Intabio has developed a proprietary microchip protein analytics platform, the Blaze™ system, to seamlessly integrate cIEF with MS analysis, thereby reducing the time delay and infrastructure needs required to identify protein isoforms. The Blaze system is comprised of a bench-top instrument, microfluidic chip, and reagent kit. Blaze utilizes microchip functionality to integrate (1) separation of protein isoforms by isoelectric focusing, (2) real-time whole column imaging of protein isoforms by 280nm for detection and quantitation, and (3) MS sample preparation and delivery of each separated isoform by electrospray into an adjacent mass spectrometer to provide molecular identity.
Intabio provides an analytical platform to transform and accelerate the development of biotherapeutic drugs by enabling early product quality characterization and producing profound efficiency gains across all stages of biopharmaceutical development and manufacturing.

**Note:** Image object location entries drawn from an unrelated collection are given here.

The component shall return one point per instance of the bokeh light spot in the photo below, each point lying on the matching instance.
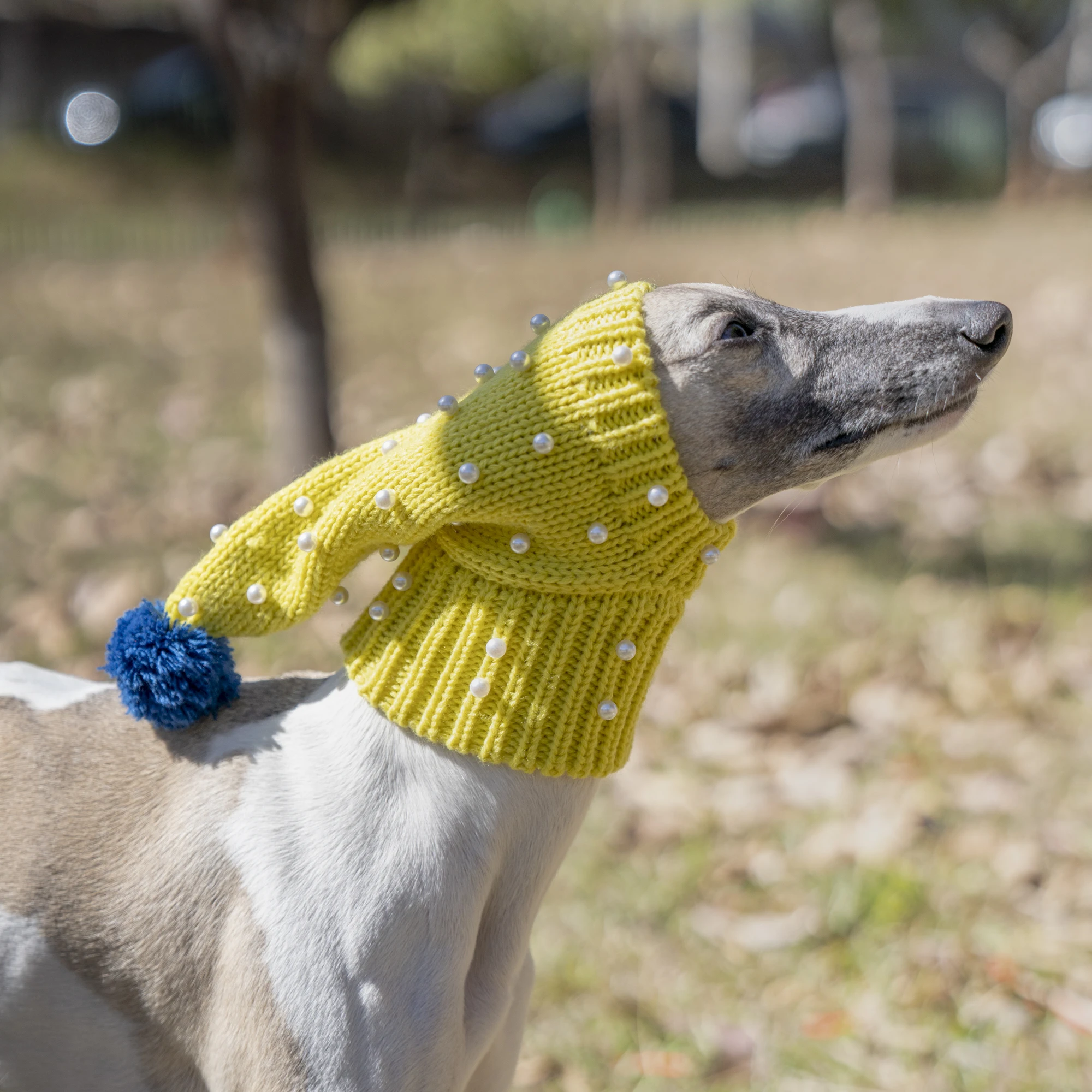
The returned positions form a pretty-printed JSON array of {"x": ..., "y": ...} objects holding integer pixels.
[
  {"x": 1064, "y": 128},
  {"x": 92, "y": 117}
]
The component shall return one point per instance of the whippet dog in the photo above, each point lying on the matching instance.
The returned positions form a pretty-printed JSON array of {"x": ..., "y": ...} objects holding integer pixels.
[{"x": 302, "y": 896}]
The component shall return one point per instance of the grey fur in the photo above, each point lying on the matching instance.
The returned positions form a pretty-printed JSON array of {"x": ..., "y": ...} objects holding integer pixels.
[
  {"x": 809, "y": 395},
  {"x": 114, "y": 869}
]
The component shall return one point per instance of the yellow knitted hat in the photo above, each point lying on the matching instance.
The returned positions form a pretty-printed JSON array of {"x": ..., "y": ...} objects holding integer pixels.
[{"x": 555, "y": 544}]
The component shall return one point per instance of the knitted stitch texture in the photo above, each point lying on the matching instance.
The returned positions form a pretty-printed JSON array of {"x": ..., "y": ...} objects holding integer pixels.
[{"x": 562, "y": 608}]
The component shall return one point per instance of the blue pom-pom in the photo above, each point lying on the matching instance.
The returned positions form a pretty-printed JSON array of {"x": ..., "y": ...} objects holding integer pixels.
[{"x": 170, "y": 674}]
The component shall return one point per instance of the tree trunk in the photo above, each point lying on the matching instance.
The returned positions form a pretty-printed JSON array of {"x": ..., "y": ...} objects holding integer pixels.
[
  {"x": 870, "y": 111},
  {"x": 270, "y": 60},
  {"x": 632, "y": 157},
  {"x": 18, "y": 75},
  {"x": 272, "y": 149},
  {"x": 725, "y": 88}
]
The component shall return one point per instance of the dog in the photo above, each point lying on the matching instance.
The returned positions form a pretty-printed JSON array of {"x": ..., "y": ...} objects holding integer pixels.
[{"x": 302, "y": 896}]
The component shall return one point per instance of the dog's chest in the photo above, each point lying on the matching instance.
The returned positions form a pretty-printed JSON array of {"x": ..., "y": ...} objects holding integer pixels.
[{"x": 374, "y": 861}]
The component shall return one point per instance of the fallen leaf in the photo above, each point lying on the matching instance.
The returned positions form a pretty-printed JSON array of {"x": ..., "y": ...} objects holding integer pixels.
[
  {"x": 655, "y": 1064},
  {"x": 825, "y": 1026}
]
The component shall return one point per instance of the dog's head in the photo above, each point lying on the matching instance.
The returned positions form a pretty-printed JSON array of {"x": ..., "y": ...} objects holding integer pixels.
[{"x": 762, "y": 398}]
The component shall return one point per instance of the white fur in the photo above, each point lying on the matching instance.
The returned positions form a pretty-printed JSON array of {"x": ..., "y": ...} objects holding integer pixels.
[
  {"x": 396, "y": 884},
  {"x": 42, "y": 1001},
  {"x": 45, "y": 691}
]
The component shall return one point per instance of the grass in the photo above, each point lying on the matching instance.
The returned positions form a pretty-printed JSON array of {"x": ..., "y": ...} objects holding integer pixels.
[{"x": 853, "y": 849}]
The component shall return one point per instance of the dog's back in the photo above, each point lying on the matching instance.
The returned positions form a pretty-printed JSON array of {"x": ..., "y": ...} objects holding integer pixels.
[{"x": 125, "y": 939}]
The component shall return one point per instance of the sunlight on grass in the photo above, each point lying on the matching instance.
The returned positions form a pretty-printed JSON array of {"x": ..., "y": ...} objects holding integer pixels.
[{"x": 853, "y": 848}]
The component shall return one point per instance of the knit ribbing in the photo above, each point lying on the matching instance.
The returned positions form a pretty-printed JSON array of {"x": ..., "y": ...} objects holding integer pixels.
[{"x": 562, "y": 608}]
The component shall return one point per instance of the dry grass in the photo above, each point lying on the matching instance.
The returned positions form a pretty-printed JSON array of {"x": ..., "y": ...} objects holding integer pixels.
[{"x": 854, "y": 847}]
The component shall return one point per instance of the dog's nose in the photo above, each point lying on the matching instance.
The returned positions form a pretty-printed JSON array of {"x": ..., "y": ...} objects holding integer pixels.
[{"x": 989, "y": 326}]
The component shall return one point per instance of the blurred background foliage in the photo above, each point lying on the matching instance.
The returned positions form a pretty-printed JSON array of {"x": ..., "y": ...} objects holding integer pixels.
[{"x": 852, "y": 848}]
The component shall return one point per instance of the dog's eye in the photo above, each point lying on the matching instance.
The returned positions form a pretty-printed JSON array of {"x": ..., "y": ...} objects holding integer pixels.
[{"x": 734, "y": 330}]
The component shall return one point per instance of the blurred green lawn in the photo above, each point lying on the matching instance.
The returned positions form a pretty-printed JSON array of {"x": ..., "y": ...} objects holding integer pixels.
[{"x": 853, "y": 849}]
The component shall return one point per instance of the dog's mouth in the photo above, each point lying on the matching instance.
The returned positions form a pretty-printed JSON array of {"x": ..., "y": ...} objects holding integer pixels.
[{"x": 952, "y": 409}]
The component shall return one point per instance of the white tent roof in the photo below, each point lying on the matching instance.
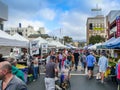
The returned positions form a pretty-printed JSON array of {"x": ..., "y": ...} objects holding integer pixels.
[
  {"x": 5, "y": 35},
  {"x": 94, "y": 46},
  {"x": 20, "y": 38},
  {"x": 8, "y": 40},
  {"x": 41, "y": 40}
]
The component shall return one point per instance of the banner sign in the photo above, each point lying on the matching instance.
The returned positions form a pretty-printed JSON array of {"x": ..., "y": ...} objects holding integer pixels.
[
  {"x": 118, "y": 26},
  {"x": 34, "y": 47}
]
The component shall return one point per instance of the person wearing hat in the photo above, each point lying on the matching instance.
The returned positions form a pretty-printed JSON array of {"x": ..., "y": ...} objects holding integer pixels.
[
  {"x": 90, "y": 61},
  {"x": 118, "y": 73},
  {"x": 51, "y": 71},
  {"x": 103, "y": 64},
  {"x": 15, "y": 70},
  {"x": 10, "y": 81}
]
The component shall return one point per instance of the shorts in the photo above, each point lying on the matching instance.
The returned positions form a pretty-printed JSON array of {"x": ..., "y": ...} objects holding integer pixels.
[
  {"x": 118, "y": 80},
  {"x": 102, "y": 71},
  {"x": 90, "y": 68}
]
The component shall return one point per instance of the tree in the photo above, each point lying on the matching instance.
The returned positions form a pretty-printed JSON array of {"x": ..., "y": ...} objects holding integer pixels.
[
  {"x": 67, "y": 39},
  {"x": 96, "y": 39}
]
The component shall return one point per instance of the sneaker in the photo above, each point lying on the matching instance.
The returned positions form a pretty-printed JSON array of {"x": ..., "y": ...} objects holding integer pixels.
[{"x": 102, "y": 82}]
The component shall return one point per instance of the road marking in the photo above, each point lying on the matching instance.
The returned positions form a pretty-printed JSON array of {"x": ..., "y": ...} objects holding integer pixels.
[{"x": 72, "y": 74}]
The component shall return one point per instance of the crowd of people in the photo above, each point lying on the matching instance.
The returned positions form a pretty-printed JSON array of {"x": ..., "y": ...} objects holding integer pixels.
[
  {"x": 62, "y": 62},
  {"x": 71, "y": 59}
]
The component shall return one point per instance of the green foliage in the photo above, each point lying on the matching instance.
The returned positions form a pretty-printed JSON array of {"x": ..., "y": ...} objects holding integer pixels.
[
  {"x": 67, "y": 39},
  {"x": 96, "y": 39}
]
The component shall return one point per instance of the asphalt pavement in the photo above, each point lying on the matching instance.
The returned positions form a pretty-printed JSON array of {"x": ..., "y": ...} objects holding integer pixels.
[{"x": 79, "y": 81}]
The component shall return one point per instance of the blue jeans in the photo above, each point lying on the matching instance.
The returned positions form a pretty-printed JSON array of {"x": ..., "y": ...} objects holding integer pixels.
[{"x": 35, "y": 72}]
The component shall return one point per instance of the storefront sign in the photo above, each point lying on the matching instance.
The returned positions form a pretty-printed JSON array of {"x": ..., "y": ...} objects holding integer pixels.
[
  {"x": 34, "y": 47},
  {"x": 118, "y": 26}
]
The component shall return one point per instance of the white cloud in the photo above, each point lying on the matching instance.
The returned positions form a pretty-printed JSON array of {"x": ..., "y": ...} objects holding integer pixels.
[
  {"x": 74, "y": 24},
  {"x": 47, "y": 13},
  {"x": 25, "y": 23},
  {"x": 105, "y": 5}
]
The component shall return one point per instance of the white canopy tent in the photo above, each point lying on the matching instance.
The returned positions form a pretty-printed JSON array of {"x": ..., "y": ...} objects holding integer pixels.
[
  {"x": 8, "y": 40},
  {"x": 24, "y": 41},
  {"x": 93, "y": 47},
  {"x": 40, "y": 40},
  {"x": 19, "y": 37}
]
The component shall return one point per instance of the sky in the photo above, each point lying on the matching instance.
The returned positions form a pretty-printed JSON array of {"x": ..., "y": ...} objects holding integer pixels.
[{"x": 58, "y": 17}]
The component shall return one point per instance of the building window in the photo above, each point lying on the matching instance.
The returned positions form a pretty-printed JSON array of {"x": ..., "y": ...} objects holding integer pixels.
[{"x": 91, "y": 26}]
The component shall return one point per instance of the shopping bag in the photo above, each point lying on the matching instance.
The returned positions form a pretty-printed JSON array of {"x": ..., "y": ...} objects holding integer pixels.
[{"x": 98, "y": 76}]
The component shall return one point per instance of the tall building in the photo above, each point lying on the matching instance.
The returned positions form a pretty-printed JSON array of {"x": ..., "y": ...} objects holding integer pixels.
[
  {"x": 113, "y": 23},
  {"x": 3, "y": 14},
  {"x": 41, "y": 30},
  {"x": 24, "y": 31},
  {"x": 96, "y": 26}
]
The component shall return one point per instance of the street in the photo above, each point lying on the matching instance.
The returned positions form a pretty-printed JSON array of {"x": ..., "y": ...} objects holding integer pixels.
[{"x": 78, "y": 82}]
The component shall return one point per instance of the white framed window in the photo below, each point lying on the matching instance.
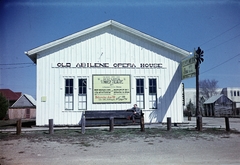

The development and manufacturing of biologics requires high levels of monitoring and testing due to the fact that antibody and recombinant protein drugs are produced in living cells that often introduce unintended structural modifications that can affect efficacy and toxicity. Current testing systems are cumbersome and do not provide the throughput and real-time protein analytics that today’s rapidly growing biopharma industry desperately needs. Intabio was founded to address this critical issue in protein analytics and our solution is based on a decade’s worth of deep customer insights and needs. We are developing the BlazeTM system to address the acute pain in biologics product development and manufacturing.
Our first product will provide rapid and direct identification of the subtle protein modifications - modifications that can undermine the stability and efficacy of biotherapeutic drugs such as monoclonal antibodies and recombinant proteins. Intabio’s proprietary microfluidics-based technology provides an easy to use, robust and rapid, analytical platform to separate, quantitate, and seamlessly transfer separated proteins by electrospray to an adjacent mass spectrometer for molecular identification.